Trientine produces lesser side effects than penicillamine. Still, it can cause worsening of neurological symptoms
Second stage or Maintenance therapy
Once the excess copper is removed from the body, the next step is to maintain the normal level of copper. The commonly used drug is zinc acetate (Galzin).
This drug prevents the body from absorbing copper from the foods eaten.
Zinc may be used as first stage treatment if a person can’t take chelating agents. Zinc can cause stomach upset.
Once the copper levels return to normal and the symptoms improve, the next part of treatment involves long-term maintenance therapy.
- Continuing chelating therapy or zinc.
- Regularly monitoring the copper levels in the body.
Lifestyle and home remedies
Dietary changes: Foods containing a high level of copper should be avoided. These include:
- dried fruit
- multivitamins containing copper Liver
The copper content of the water at home should be checked. If the home has copper pipes, there may be excess copper present in the water.

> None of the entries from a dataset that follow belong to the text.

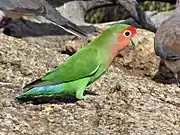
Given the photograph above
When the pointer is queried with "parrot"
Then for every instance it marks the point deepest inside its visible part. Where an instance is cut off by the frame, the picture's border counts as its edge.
(83, 67)
(41, 10)
(167, 42)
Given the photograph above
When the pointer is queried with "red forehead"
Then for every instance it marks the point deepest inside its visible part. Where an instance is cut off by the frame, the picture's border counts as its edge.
(132, 29)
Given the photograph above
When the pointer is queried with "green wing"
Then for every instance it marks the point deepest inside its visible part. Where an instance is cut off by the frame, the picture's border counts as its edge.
(82, 64)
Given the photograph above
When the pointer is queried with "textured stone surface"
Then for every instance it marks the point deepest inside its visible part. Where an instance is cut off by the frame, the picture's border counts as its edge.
(128, 101)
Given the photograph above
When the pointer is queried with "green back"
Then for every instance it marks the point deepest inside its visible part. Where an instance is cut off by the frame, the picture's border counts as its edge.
(90, 61)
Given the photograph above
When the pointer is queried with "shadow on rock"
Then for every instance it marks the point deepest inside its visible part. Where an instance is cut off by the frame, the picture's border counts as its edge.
(24, 28)
(164, 75)
(52, 99)
(48, 99)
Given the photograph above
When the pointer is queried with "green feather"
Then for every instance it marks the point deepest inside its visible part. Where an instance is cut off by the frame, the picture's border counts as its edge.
(79, 70)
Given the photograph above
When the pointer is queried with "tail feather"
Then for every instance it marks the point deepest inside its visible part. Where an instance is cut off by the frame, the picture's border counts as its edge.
(43, 90)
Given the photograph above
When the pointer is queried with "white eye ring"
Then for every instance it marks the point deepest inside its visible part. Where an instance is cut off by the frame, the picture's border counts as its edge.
(127, 33)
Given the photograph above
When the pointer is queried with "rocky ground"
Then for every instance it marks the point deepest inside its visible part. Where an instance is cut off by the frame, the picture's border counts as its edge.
(135, 96)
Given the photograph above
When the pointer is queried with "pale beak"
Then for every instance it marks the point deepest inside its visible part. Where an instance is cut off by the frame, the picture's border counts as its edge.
(134, 45)
(134, 40)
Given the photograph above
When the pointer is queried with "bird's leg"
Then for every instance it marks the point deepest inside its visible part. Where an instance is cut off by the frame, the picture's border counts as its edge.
(177, 79)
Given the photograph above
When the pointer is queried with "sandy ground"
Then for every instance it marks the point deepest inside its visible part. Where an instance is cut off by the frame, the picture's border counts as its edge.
(135, 96)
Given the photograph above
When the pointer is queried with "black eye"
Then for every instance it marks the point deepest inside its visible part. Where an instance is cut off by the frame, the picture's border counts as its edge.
(127, 33)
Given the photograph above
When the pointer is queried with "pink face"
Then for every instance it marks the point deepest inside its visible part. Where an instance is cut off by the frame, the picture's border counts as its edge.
(124, 38)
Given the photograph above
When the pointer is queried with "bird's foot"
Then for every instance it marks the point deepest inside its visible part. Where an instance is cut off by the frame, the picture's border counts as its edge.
(177, 80)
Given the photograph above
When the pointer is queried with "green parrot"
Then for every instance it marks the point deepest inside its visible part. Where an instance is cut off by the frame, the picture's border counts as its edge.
(84, 67)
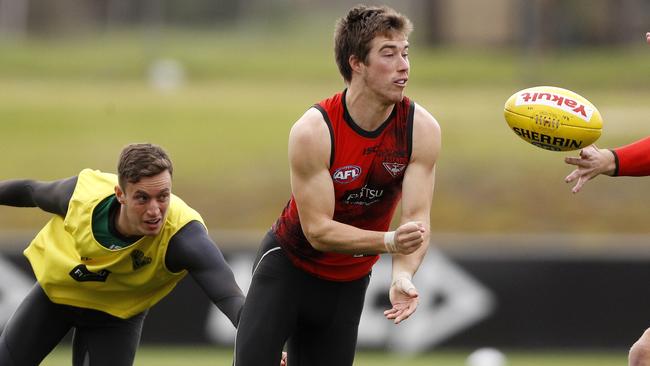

The diseased liver is removed and replaced with a healthy liver from a donor. It is done in the following cases:
- Non-responsive to treatment
- In case of severe liver damage
If successful, a liver transplant results in curing Wilson disease. The success rate for liver transplants is 85 percent after one year.
The sooner the diagnosis of Wilson disease is made, the better is the long term outlook or prognosis. If left untreated, Wilson disease can result in liver failure and brain damage.
Early treatment can prevent neurological and liver damage and can even reverse the damage. If treated in later stages, the progression of the disease can be stopped but the damage which has already occurred can’t be reversed.
Since Wilson disease is an inherited condition, nothing can be done to prevent it. One can, however, prevent or delay the onset of symptoms and the complications.
In the future, treatments like hepatocyte transplantation and gene therapy may revolutionize the treatment of Wilson disease. Although both these treatments have shown promising results in animals, definite human studies are needed to establish their long-term usefulness and ability to replace medical treatment and liver transplantation.